Plutôt que des distances de sécurité, nous souhaitons voir apparaître dans cette charte des engagements de la Chambre d'agriculture, les organisations techniques agricoles et les collectivités locales pour le développement des accompagnements techniques et financiers, permettant de sortir des pesticides. C'est par le concret, par les réussites de terrain, en expérimentant, en testant du matériel, en mobilisant les CUMA et ETA que les peurs disparaitront. Se passer de traitement deviendra un souhait, un défi et non plus une injonction subie et révoltante.
Modalités de conciliation
La conciliation et le dialogue ne protègent pas des pesticides ! Dans certaines situations, ils peuvent à minima permettre d'assurer une transparence sur les produits utilisés et les moyens de traitement, et permettre d'anticiper leur utilisation. Mais la transparence ne protège pas non plus.
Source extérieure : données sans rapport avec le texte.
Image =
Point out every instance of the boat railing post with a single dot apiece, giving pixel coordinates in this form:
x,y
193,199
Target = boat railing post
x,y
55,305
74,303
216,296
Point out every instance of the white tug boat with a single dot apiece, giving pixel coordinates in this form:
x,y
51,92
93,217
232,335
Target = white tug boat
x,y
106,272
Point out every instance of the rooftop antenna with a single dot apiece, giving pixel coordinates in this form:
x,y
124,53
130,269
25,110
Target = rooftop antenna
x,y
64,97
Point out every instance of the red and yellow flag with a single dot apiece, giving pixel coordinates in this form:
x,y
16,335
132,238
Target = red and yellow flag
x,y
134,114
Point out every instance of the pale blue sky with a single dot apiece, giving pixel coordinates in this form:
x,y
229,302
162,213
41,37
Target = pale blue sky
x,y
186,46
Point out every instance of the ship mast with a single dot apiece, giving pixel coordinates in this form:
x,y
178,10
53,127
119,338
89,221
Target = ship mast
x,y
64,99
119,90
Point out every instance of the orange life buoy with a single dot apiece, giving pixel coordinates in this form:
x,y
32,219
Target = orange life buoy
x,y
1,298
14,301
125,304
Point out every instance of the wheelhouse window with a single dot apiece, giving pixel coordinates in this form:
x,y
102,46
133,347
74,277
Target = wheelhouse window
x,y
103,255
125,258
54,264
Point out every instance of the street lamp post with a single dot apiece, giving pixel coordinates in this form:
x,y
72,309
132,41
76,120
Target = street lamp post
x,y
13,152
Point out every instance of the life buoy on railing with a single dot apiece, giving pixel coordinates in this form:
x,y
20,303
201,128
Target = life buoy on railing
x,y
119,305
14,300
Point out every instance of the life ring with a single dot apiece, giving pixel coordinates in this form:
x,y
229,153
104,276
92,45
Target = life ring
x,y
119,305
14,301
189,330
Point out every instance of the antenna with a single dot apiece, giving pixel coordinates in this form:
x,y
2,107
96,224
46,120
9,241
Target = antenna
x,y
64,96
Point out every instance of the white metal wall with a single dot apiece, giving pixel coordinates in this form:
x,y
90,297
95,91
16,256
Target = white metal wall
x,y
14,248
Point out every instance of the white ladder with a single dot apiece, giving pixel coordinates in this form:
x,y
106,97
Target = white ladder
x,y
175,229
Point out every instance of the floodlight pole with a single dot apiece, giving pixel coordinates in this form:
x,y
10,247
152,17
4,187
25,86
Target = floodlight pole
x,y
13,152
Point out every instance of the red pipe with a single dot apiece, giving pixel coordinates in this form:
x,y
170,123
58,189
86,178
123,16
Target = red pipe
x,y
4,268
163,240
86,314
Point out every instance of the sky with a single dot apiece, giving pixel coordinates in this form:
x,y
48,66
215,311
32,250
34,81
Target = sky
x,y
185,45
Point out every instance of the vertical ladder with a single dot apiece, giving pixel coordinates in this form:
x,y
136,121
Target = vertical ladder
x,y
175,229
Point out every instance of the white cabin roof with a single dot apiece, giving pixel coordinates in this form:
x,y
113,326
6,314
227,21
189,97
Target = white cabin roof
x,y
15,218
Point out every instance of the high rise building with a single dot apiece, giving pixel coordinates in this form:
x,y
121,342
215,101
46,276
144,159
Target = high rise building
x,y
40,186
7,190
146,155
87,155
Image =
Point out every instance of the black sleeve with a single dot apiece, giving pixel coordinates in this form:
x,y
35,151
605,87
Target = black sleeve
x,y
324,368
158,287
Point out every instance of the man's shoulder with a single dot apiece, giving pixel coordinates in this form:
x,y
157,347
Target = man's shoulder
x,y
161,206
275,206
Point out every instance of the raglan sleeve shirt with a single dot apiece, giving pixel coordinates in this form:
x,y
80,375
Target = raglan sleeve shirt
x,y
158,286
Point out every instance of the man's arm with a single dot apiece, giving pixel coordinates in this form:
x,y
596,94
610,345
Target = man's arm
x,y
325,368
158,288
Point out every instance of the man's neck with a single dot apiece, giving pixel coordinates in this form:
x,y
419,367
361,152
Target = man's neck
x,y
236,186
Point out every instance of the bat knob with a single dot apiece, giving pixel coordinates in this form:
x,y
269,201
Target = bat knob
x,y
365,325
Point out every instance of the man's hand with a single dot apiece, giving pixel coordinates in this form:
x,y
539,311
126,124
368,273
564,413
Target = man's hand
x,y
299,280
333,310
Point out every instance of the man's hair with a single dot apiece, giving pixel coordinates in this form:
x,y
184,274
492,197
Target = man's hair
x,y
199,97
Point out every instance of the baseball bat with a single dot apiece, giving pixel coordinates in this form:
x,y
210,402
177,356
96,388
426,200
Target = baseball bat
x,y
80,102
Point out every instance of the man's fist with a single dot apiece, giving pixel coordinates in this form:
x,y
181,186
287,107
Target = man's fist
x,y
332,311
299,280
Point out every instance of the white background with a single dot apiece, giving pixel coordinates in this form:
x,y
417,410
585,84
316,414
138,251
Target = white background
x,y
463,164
Dans les modalités de dialogue et de conciliation évoqués page 8, il nous semble que cette Charte se repose beaucoup sur les maires et les agriculteurs pour organiser, maintenir les bonnes relations de voisinage. L'État doit prendre sa part de responsabilité et non pas se décharger sur les territoires !
gouvernement, par ce dispositif qu'il renvoie à la charge des préfets, fragmente la problématique des pesticides en une multitude de problématiques territoriales ce qui lui permet de n'avoir plus à gérer les choix politiques destructeurs qu'il fait au niveau national.
Mesures complémentaires
Les « bonnes pratiques » évoquées en second point des mesures complémentaires, et cette charte de manière générale, renvoient aux paysans la responsabilité de l'empoisonnement par les pesticides, et c'est inadmissible puisque ce bien l'ANSES*, l'Etat et les firmes qui les mettent sur le marché qui en sont responsables !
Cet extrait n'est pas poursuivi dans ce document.